On point… I pulled back and moved on. I’m not going back I’m moving forward. He should’ve treated me better. Period. I stand on that. Thank you Mercy. ❤️ (you’re glowing🥰🥰)
Ohh nooo, I am literally a neighbor with 1 and live in the same suburb as the other 1 and I’ve already released them and I chose me. Thanks beautiful sister, ❤️😇
Wow Mercy! This ones like you read it just for me. We work for the same company so we pass each other regularly! I’m not trying to punish him, it sucks for me too!! But I have to protect myself! Being with someone who refuses to see the extent someone has gone with their efforts to keep us apart and continues to walk right into it is leaving myself wide open for fuckery! I’m not mad at him, but I can’t do it.
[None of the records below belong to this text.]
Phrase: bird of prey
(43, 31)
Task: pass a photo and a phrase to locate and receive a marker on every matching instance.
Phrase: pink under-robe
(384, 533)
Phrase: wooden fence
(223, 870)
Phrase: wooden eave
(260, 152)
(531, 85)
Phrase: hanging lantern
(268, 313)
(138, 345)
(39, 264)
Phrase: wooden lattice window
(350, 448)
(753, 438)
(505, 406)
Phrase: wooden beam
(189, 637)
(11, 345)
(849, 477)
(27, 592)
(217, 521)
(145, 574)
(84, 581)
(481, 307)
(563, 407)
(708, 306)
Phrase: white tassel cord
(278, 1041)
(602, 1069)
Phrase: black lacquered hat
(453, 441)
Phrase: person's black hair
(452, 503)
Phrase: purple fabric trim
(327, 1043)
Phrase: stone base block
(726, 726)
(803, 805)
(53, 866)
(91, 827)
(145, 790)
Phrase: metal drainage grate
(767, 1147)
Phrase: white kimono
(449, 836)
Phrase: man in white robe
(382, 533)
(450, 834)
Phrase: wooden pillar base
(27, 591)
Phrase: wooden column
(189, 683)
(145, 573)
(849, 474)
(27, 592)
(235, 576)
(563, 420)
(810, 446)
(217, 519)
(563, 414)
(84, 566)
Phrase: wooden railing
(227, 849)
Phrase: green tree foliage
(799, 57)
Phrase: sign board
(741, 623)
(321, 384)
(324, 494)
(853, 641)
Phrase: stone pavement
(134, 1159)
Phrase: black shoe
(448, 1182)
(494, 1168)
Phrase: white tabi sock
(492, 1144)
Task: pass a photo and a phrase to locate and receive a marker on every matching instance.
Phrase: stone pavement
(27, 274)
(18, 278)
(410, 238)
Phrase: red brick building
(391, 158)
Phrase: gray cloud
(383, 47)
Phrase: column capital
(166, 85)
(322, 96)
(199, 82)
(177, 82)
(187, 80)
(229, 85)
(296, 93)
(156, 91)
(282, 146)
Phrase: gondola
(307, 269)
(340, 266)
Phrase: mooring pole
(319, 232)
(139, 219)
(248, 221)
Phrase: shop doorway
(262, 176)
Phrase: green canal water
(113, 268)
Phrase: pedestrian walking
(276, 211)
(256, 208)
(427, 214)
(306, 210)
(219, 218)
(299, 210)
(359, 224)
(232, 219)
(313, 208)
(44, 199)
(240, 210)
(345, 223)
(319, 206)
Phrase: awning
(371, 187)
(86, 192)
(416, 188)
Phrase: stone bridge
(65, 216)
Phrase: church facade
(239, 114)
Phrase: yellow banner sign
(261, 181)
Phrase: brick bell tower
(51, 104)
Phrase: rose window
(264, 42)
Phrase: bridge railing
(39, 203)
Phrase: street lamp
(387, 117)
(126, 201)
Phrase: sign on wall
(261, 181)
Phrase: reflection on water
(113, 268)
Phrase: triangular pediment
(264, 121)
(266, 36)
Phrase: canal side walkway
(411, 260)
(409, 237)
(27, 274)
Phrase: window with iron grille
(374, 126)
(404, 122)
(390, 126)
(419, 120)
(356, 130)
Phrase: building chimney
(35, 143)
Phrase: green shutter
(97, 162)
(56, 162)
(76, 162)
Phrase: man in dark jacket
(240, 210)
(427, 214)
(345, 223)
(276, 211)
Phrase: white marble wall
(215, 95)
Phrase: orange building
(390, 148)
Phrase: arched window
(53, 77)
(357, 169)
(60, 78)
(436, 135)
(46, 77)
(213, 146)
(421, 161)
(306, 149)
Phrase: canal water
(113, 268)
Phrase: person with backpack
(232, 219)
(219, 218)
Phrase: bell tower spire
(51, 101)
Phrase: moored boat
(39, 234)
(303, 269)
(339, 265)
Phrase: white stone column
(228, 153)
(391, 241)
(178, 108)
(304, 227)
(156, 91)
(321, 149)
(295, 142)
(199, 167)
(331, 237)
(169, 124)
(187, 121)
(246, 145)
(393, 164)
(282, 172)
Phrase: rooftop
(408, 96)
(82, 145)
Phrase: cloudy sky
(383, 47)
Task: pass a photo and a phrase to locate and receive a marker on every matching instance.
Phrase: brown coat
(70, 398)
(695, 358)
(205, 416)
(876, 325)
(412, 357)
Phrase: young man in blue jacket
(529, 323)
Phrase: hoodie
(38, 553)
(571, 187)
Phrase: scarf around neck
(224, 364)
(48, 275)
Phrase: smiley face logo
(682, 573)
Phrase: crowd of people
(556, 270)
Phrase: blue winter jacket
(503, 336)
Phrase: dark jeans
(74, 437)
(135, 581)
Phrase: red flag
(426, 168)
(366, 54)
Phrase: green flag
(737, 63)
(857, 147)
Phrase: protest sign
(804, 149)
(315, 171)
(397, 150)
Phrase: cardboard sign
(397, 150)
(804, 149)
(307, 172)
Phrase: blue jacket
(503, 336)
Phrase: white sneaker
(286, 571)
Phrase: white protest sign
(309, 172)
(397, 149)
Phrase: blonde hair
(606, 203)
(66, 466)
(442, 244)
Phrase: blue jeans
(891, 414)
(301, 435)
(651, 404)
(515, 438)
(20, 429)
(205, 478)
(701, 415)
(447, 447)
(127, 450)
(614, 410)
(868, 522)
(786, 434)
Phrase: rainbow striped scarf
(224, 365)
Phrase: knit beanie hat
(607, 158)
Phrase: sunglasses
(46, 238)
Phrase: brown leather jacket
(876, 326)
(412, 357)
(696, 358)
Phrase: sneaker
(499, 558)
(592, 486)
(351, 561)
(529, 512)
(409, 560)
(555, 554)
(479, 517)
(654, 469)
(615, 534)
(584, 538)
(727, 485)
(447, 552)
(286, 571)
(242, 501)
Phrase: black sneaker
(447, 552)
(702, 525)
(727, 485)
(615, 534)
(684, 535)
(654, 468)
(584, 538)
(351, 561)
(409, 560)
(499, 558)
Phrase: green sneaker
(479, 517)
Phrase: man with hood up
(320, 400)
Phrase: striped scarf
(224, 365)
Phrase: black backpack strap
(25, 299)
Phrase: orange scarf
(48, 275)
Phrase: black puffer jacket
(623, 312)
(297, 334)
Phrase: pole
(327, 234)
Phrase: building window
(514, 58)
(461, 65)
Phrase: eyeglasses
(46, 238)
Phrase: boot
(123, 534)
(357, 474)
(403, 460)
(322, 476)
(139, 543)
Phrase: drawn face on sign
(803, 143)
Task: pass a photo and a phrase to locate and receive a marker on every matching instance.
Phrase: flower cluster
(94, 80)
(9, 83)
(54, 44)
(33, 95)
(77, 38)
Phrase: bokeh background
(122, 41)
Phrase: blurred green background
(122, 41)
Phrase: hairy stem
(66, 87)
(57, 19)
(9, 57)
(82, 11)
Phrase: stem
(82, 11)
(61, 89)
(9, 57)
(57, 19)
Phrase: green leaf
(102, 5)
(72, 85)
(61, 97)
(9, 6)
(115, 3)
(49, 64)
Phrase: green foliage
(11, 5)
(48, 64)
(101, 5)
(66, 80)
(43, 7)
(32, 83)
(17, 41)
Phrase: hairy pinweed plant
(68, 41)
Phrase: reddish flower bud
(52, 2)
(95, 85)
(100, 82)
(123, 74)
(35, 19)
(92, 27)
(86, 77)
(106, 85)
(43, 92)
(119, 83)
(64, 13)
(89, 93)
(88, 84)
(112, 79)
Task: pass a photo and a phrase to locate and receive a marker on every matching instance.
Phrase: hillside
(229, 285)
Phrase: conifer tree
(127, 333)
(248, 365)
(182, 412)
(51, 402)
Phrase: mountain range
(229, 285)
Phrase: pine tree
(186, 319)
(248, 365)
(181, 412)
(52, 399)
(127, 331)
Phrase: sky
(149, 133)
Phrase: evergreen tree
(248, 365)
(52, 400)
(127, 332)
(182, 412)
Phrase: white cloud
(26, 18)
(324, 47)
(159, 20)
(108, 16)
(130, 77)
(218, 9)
dam this is so on point. I cut my husband off a while back. we live in the same house but stay in different rooms. I pulled my energy back due to his disagreeable energy. he's always turning every convo into an argument even though I'm right 99% of the time. it's like he argues on purpose just to F with me. he's very narcissistic with an inflated ego. i think my intelligence and spirituality really gets under his skin. there was definitely some honesty. i told him I'm not in love with him anymore. there's no connection emotionally or physically. he's always trying to hang out with me now but I'm not feeling it. he is so draining and annoying i just lock myself in my room and try to avoid him as much as possible. there is definitely no sex going on even though he's always begging me for it. I'm just not interested.